Banyan Tree, Bareilly

Artist: Smith, Robert (1787-1873)

Medium: Pencil on paper

Date: 1813

Shelfmark: WD310

Item number: 3

Length: 26.2

Width: 43.5

Scale: Centimetres

Genre: Drawing

Pencil drawing of a banyan tree at Bareilly by Robert Smith (1787-1873) in February 1813. This is one of 18 drawings (20 folios) of landscapes and architecture in Uttar Pradesh taken in 1813. Inscribed on the original album cover is: 'No. 5. Ganges, Soane R. Cawnpore Jaunpoor.' Captain Robert Smith was a military engineer with the East India Company and was in India from 1805 to 1833. He designed a number of buildings in India and also repaired various Indian monuments including the Kutb Minar and the Jami Masjid at Delhi. In 1813 to 1814 he was surveying on the Mirzapur South frontier.

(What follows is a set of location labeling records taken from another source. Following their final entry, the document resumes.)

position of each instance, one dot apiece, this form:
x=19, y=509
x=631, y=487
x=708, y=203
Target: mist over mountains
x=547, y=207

Bareilly, in Uttar Prasdesh, was founded in 1537 by the Katehriya Rajputs and in 1657 became the capital of Katehr or Rohilkhand for the Afghan Rohillas. Bareilly was part of Uttar Pradesh which was ceeded to the British in 1801.
The banyan or Indian fig tree is the national tree of India, renowned for the fact that its branches and roots extend and regenerate themselves like new trees over a large area. This characteristic and its longevity has made the tree a focus of sacred beliefs and it is an integral part of the myths and legends of India. Venerable banyan trees, sometimes hundreds of years old, are known to spread over an astonishing acreage.